Un-breaking breaking changes using feature flags
When we got a feature request that we really wanted to implement because it would be a great improvement to our product, we found ourselves in a bind. The problem was that the change would most likely break the workflows of other customers. In this article, I describe how I managed to roll out the change without triggering a flood of angry emails.
Recently, a customer of our managed hosting platform for Drupal and WordPress platform asked us to tighten the security of their website deployment. We realized that the necessary changes would not only help this customer but also improve website safety for all our customers. We love this kind of universally useful feature request because for operational efficiency reasons, we try to avoid making changes for individual customers only.

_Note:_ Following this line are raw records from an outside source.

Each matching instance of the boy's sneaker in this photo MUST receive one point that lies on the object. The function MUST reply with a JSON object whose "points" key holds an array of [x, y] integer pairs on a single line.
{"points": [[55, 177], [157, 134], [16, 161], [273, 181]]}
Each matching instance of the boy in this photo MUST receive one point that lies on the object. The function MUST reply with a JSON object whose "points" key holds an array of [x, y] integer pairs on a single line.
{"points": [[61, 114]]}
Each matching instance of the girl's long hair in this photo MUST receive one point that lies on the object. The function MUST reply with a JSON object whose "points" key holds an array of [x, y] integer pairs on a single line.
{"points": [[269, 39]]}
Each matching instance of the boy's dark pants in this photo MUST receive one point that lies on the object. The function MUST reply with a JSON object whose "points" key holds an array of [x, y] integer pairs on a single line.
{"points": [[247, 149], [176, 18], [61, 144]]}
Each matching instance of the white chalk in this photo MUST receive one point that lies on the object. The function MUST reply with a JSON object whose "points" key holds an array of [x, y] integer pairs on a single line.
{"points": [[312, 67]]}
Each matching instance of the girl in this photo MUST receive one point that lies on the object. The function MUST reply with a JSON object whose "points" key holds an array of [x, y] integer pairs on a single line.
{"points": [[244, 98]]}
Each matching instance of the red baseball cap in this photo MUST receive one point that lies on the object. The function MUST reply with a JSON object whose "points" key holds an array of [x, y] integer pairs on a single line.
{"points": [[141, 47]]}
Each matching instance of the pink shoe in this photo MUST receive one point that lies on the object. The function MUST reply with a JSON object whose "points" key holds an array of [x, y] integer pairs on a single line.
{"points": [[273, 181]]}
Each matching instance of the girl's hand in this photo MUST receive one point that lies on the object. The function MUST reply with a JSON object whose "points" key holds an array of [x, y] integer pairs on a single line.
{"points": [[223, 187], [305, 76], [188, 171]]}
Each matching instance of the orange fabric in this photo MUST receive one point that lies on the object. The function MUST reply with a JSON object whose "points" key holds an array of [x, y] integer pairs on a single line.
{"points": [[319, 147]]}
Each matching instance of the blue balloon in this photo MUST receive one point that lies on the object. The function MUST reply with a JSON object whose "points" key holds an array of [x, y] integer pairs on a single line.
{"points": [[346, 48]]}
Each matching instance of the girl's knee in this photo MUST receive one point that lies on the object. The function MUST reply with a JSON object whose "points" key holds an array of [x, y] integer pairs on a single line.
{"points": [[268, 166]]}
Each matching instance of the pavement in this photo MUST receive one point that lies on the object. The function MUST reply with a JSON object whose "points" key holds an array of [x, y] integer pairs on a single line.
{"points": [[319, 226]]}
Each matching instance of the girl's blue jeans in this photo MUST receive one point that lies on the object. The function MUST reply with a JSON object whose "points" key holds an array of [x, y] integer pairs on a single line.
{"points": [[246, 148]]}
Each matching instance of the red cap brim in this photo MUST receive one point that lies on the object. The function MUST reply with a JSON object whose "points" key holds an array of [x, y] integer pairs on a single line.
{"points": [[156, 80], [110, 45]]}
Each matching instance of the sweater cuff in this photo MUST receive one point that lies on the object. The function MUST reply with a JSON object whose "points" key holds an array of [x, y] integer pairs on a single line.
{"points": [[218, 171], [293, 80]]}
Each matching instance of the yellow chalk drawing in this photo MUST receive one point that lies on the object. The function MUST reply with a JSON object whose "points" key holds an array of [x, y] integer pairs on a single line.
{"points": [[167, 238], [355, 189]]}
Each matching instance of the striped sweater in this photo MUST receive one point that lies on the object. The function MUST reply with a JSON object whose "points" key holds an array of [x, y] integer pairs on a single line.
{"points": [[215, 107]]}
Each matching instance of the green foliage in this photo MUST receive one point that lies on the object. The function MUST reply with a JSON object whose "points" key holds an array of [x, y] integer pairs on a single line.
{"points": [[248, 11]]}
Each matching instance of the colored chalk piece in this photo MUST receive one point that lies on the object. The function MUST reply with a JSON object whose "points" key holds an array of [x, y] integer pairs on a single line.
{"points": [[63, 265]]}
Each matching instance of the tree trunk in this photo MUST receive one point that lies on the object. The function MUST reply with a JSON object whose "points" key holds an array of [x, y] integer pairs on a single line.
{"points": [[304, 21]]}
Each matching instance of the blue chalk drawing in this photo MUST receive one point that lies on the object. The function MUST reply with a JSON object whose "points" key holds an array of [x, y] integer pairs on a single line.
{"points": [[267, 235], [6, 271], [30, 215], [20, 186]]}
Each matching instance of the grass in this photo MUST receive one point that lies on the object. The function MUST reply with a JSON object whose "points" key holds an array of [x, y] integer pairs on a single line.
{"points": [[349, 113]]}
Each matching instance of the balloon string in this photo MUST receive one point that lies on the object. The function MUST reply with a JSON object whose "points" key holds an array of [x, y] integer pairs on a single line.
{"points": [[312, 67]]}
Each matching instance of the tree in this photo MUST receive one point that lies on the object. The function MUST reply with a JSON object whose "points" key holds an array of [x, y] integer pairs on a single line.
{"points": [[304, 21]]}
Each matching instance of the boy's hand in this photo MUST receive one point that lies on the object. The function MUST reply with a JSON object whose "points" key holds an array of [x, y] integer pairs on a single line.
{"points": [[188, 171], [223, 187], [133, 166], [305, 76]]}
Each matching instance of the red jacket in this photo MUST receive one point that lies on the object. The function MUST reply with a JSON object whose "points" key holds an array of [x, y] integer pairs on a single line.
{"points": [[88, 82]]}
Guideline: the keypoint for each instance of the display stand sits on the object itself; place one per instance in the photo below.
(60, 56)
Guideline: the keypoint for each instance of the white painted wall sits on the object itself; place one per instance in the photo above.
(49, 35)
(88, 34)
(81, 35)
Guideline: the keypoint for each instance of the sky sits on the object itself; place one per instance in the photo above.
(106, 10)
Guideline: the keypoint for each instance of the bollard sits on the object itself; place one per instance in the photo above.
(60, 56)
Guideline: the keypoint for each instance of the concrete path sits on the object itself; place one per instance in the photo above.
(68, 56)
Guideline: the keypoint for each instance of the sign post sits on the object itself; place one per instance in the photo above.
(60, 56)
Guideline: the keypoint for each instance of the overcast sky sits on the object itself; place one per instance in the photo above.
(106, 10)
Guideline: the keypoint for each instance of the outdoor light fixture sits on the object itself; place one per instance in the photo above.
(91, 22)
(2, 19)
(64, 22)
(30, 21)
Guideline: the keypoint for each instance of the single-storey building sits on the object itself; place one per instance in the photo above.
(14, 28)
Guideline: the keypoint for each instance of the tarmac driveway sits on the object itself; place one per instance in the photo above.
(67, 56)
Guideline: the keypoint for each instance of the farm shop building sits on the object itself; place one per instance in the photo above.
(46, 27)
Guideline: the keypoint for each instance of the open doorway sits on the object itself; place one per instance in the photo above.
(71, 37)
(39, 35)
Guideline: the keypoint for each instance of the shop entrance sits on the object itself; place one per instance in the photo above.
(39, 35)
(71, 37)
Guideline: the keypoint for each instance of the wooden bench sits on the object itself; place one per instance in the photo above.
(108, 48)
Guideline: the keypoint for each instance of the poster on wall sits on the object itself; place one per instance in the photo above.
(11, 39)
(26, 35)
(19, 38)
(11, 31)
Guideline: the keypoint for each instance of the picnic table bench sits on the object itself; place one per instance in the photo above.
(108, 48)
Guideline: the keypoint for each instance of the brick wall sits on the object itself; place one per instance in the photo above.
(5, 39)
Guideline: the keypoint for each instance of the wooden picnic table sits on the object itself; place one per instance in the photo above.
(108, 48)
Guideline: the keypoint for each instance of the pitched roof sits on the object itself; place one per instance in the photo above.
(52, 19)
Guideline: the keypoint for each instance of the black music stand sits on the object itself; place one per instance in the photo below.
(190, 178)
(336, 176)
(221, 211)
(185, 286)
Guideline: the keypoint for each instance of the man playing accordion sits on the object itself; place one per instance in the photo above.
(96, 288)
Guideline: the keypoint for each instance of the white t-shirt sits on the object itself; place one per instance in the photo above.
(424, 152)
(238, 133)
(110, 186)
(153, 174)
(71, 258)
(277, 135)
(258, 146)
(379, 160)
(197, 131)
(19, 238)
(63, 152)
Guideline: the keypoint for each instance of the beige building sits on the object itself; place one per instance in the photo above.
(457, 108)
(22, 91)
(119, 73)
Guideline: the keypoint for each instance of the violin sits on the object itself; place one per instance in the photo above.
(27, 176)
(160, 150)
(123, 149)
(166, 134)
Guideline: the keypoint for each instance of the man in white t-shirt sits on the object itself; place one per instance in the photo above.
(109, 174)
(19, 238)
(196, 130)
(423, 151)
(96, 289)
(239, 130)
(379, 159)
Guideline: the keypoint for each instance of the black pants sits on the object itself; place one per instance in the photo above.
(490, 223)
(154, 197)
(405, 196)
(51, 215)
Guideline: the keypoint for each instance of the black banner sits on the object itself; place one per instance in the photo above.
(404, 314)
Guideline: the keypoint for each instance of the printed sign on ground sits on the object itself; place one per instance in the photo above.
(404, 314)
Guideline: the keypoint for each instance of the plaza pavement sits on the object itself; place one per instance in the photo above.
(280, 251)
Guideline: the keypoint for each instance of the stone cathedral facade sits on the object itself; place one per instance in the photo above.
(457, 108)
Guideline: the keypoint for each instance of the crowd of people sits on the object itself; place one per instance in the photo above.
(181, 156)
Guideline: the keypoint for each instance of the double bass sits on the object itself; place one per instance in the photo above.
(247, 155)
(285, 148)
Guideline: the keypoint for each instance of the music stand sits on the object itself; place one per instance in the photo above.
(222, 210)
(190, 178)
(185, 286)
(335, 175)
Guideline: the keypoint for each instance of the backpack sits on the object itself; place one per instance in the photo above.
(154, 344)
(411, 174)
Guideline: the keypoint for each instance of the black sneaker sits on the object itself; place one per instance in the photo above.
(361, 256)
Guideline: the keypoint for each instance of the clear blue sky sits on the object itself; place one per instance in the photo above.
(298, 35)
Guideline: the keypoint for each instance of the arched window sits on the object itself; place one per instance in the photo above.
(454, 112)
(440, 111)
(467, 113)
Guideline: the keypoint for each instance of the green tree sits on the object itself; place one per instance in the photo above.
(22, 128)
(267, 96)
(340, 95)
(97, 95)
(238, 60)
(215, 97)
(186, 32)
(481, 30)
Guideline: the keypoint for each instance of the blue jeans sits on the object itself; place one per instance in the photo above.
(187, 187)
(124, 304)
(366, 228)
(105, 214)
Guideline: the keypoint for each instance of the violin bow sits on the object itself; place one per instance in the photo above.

However, it was easy to see that the restrictions we had to implement for this feature request came with a high risk of breaking existing workflows. People were accustomed to the current level of restrictions, and when you’re above a certain number of customers, you can be sure that some of them will have set up processes that rely on this exact status quo.
A breaking change requires copious advance notice. But the customer who had raised the issue was more or less blocked until we shipped a solution. So how do you make a change in your production environment, but limit its effects to exactly those customers whom it will benefit, not disrupt?
The solution to this Catch 22 came to me late at night, right before falling asleep. (Let me know if you have the same kind of brain.) It’s called “feature flags”.
Feature flags
Feature flags are used to enable new features for a limited number of users only. Common reasons to limit the use of a feature to a smaller circle, at least initially, are that you’d like to prevent bursts in resource usage, or that you want to quickly discover issues that only show up in production without the risk that they’ll impact all your customers at once.
Technically, a feature flag allows you to add code paths additional or alternative to existing ones, and switch those new code paths on or off based on specific conditions. Because the state of a feature flag is usually based on information outside of your code, you can enable or disable a feature at any time without having to deploy updates.
Usually, state of a feature flag is derived from other data, for example a database field or an environment variable. If you have an early access program, the feature condition could be customer.eap_member == true
.
In a gradual rollout scenario, you might want to make the new feature available to only a fraction of your customer base for starters. You could pick those customers in a targeted or random way, write their customer ID’s to a database table with a feature identifier, and define the feature state like this:
feature_enabled?(customer: current_user.customer_id, feature: 17)`
It’s easy to build a simple feature flag implementation yourself. In more complex scenarios, I recommend you check out mature solutions like the Ruby gems Rollout and Flipper.
Feature flags for breaking changes
In my security change situation, I realized that I was dealing with just another feature rollout, only with the tiniest of target groups. I basically had to create an “early security improvement program” with the customer who requested the change as its only member. This would enable us to roll out the change immediately for them, and after a generous notice period, for all our customers.
The resulting logic in our infrastructure code turned out very simple:
set_up_website_environment
if feature_active?(:full_isolation)
set_more_restrictive_permissions
else
set_the_usual_permissions
end
By the time of writing, the new code has long been deployed to production. Funnily enough, it’s still completely dormant because our customer just could not find a good time for its activation yet. We might end up doing the full rollout process right away. Thanks to the feature flag being already in place, we’ll apply the change first to customers in our Early Access Program, and a bit later to everyone else — including the customer who initiated the whole project.
Summary
Feature flags allow you to have your cake, and eat it, too. You can roll out new code, but limit its activation dynamically in a data-driven manner.
Next time you have to introduce a code change that might not make everyone equally happy, consider using a feature flag to control its blast radius.